Mais tout cela, ce n’est là encore que l’écume de choses. Voyons de plus haut. Ce qui est frappé à cette heure est plus profond. C’est la confiance dans une façon d’organiser les affaires humaines. La crise du coronavirus fait réfléchir en grand angle beaucoup de gens. La survenue de la crise économique et financière qui accompagne cet événement sanitaire alimente cette vision catastrophiste qui domine les opinions avec la prise de conscience de la crise climatique. Tous les mots qui viennent en avant seront nos points d’appui. Une nouvelle conscience politique est en train de se former, de manière certes floue et diffuse. Mais elle semble irréversible. La compréhension qu’il existe un intérêt général par-delà les intérêts particuliers, l’idée que les biens communs de l’humanité ne peuvent être saccagés par quelques-uns au nom des droits de la propriété privée, tout cela est autant d’eau à notre moulin.

De ce point de vue, la percée écologiste annoncée par les médias, qu’elle ait lieu ou non, est un formidable renfort pour le néo-collectivisme dont nous sommes la pointe avancée en politique. Ce n’est pas une difficulté pour nous. Il n’y a pas de concurrence réelle avec les forces politiques qui accaparent aujourd’hui le label de l’écologie politique. La contradiction que contient cet unanimisme consensuel de l’écologie actuelle laboure pourtant en profondeur pour les contradictions que nous allons y introduire. La ligne qu’incarne Yannick Jadot est un pur bienfait. Pro-business, proche du centre-droit, cette ligne désorganise le regroupement des bases sociales qui sans cela finiraient par se coaguler autour du macronisme. En même temps, elle contribue comme les autres tendances de l’écologie politique à ensemencer les esprits avec les principaux thèmes qui construisent une pente vers notre côté : bien commun, refus du productivisme, respectabilité de la radicalité écologique.
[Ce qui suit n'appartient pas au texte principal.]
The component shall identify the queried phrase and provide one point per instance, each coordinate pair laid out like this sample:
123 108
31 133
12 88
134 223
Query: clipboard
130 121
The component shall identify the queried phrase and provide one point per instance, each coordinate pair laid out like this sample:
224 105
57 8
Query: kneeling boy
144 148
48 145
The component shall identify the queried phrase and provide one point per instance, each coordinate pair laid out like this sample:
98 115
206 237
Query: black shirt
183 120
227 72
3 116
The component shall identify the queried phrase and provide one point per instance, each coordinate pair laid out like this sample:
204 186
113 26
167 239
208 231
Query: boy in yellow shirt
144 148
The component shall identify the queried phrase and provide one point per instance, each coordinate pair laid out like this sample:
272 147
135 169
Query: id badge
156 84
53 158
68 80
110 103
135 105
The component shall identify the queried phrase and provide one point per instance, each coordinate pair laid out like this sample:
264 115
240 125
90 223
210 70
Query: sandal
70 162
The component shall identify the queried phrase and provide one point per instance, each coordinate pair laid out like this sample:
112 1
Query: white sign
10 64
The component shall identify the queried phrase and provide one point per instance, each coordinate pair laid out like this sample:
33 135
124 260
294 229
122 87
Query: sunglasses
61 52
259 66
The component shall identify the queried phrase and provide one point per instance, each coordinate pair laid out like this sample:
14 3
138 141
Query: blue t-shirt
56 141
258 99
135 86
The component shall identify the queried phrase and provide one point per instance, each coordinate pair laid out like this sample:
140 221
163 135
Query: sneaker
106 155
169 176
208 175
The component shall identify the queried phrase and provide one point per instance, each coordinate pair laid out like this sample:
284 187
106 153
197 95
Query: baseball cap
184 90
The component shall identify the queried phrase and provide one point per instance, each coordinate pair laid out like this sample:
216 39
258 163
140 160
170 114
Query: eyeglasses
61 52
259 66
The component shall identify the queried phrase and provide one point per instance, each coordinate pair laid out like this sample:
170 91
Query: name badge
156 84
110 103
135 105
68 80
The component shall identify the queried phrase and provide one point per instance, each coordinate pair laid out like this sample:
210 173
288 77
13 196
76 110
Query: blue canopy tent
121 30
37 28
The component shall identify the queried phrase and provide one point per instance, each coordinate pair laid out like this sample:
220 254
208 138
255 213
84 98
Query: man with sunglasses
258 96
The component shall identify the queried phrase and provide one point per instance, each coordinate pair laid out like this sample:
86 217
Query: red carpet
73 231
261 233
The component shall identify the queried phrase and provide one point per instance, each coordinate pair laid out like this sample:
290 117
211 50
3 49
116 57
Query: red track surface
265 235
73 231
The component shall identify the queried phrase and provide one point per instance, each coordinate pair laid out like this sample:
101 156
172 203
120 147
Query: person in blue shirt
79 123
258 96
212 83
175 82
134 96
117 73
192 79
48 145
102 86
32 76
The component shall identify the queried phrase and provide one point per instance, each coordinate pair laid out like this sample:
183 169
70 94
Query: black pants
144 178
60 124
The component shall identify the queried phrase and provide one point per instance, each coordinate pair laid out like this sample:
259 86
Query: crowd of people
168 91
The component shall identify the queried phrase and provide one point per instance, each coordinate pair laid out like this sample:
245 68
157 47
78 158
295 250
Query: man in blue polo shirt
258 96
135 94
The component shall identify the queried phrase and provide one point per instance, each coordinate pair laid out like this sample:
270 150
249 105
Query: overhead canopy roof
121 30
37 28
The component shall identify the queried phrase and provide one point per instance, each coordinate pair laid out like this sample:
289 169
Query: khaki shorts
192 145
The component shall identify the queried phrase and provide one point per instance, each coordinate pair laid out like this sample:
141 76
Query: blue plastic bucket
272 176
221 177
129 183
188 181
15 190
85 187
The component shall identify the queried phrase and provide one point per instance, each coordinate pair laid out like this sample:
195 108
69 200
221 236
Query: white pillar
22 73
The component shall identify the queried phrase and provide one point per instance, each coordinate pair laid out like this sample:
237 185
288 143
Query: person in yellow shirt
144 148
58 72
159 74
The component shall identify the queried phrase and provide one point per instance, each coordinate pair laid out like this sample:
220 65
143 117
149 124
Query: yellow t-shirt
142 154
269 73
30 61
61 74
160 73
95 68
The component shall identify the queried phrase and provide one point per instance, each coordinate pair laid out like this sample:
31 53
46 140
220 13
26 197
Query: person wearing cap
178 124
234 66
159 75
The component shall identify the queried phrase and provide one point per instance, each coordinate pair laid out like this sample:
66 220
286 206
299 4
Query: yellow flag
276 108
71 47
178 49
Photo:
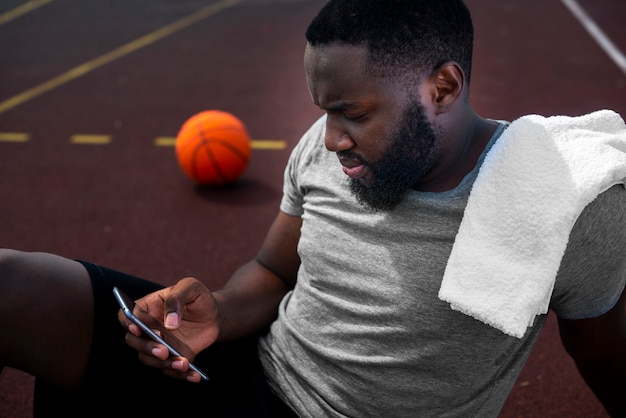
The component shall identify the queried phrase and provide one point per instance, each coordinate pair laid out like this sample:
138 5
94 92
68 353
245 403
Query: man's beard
410 155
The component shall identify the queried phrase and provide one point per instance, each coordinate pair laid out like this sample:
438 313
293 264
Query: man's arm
249 300
598 347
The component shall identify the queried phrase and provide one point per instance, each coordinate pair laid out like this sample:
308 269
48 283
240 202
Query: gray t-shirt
364 334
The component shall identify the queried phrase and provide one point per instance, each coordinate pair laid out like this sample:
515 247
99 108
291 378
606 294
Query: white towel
531 188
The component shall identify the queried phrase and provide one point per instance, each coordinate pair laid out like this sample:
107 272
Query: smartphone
127 305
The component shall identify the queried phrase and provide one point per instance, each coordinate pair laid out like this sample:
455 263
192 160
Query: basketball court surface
93 93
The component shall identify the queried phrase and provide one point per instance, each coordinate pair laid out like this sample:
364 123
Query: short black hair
400 35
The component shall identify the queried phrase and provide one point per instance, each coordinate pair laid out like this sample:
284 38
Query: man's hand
185 315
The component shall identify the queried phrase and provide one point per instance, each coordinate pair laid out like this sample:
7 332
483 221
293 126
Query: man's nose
336 137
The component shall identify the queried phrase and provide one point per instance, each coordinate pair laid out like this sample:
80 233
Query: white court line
597 33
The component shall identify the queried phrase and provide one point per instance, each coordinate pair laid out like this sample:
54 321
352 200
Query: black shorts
119 385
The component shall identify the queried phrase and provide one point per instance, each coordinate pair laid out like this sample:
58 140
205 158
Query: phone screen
127 305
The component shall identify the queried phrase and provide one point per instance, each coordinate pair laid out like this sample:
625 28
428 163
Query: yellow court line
90 139
13 137
115 54
22 10
167 141
268 144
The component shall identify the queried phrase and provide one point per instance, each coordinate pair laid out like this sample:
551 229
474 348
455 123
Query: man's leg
46 316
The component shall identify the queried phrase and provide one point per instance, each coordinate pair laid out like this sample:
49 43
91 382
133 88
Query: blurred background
92 94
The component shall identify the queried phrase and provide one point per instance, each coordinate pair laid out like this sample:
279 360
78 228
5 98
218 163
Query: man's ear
447 81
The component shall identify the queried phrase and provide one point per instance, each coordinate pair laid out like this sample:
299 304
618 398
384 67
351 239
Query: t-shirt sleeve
292 201
592 274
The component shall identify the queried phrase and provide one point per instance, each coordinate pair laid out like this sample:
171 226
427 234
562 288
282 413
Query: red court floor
127 73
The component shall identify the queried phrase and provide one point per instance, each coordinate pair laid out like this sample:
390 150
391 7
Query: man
339 314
Les thèmes et les programmes que nos équipes ont instillés sur le terrain dans la construction des listes aux municipales nous offrent à présent une base de masse et un encadrement militant que nous n’avions ni au moment de l’élection présidentielle ni à celui des élections européennes. Pour moi, ces élections locales seront une étape décisive dans la construction de la force politique pérenne dont notre collectivisme a besoin au XXIe siècle pour notre pays. C’est cela qui sera surtout acquis. En plus bien sur des bonnes surprises qui ne manqueront pas de se produire au fil des deux tours des élections municipales. Joyeuses élections les amis !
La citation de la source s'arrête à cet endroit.